Back in the early 1970s, I fell in with four other young leftists, mostly fellow students at Washington University in St. Louis. They wanted to publish an underground radical rag, and “Notes on Everyday Life” was their suggested title. This came readily upon the discovery that the personal was political as well as vice versa, and that both were connected to the technology and social relations of production and distribution, something so all pervasive that it permeated all human culture. We were curious about how all this worked, but under it all we were unhappy about the inequities that resulted and the violence that the system depended upon. In 1972, for instance, the US was still engaged in the longest and most dishonest war in the history of the republic, while the US president was engaged in the most cynical and callous acts to date to undermine democracy. We didn’t figure we could do much about this, but by poking at the frayed edges of what seemed like a system, we felt we could raise a bit of consciousness, the more questions people would ask about what’s worth doing and what isn’t.

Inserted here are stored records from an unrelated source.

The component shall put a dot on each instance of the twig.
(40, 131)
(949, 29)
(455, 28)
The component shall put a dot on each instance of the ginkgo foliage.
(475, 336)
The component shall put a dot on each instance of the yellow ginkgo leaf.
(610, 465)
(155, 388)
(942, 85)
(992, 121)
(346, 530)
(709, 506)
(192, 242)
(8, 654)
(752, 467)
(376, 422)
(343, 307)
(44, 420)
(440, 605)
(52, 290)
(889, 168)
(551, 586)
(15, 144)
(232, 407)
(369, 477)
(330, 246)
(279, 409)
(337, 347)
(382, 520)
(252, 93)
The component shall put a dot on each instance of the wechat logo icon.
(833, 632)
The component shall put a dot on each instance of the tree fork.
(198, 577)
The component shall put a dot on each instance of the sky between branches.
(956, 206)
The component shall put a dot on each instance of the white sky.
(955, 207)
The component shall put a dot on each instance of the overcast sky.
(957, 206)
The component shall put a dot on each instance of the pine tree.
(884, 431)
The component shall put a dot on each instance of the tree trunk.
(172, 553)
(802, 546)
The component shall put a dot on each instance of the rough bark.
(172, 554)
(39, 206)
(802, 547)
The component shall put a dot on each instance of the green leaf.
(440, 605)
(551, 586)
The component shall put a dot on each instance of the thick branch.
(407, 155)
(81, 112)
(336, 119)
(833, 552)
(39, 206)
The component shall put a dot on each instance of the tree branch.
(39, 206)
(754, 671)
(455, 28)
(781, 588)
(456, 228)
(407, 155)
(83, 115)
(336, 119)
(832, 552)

Little did we know then that forty-some years later the period of time we were so unsettled by would come to resemble a lost golden era, the point in US history when incomes and outcomes were closer to being equitable than before or since, a period of great reforms and transformations, a period of relative reason, one where the courts sided with an expansion of freedom, and after Vietnam one of relative peace and prosperity. But to be fair to ourselves, it now appears as though the tide had already turned — I now make the “peak oil” year of 1969 to have been pivotal, but the 1970s saw the emergence of an ever more aggressive financial class and the always corruptible American political system soon succumbed.
After a couple years, we moved on: one toward a sociology Ph.D., one wound up teaching remedial high school, one emerged as a slumlord in St. Louis. I became an amateur rock critic and a professional software engineer, only to find post-2001 events push me back into writing more about politics again. Sensing that my website had become torn between those interested in music and those preoccupied with politics, I thought it would be a good idea to sort my interests out into two relatively specialized websites, and I named each for an early effort at publishing: Terminal Zone for music, Notes on Everyday Life for more political interests — admittedly, a division we wouldn’t have embraced in the early 1970s, when Notes had much to say about music. Still, those sites floundered, with earlier iterations wiped out by a server failure. The first drafts of both were mostly cloned from my blog. I don’t really have a plan at the moment: just two domain names, a dedicated server, and some software to learn.
Certainly one way I might like this to develop would be if some young nerdy types were to pick up on the original ideas we were tuned into and apply them anew. Given how far America has backslid, much of what we thought all but too obvious forty years ago needs to be relearned today.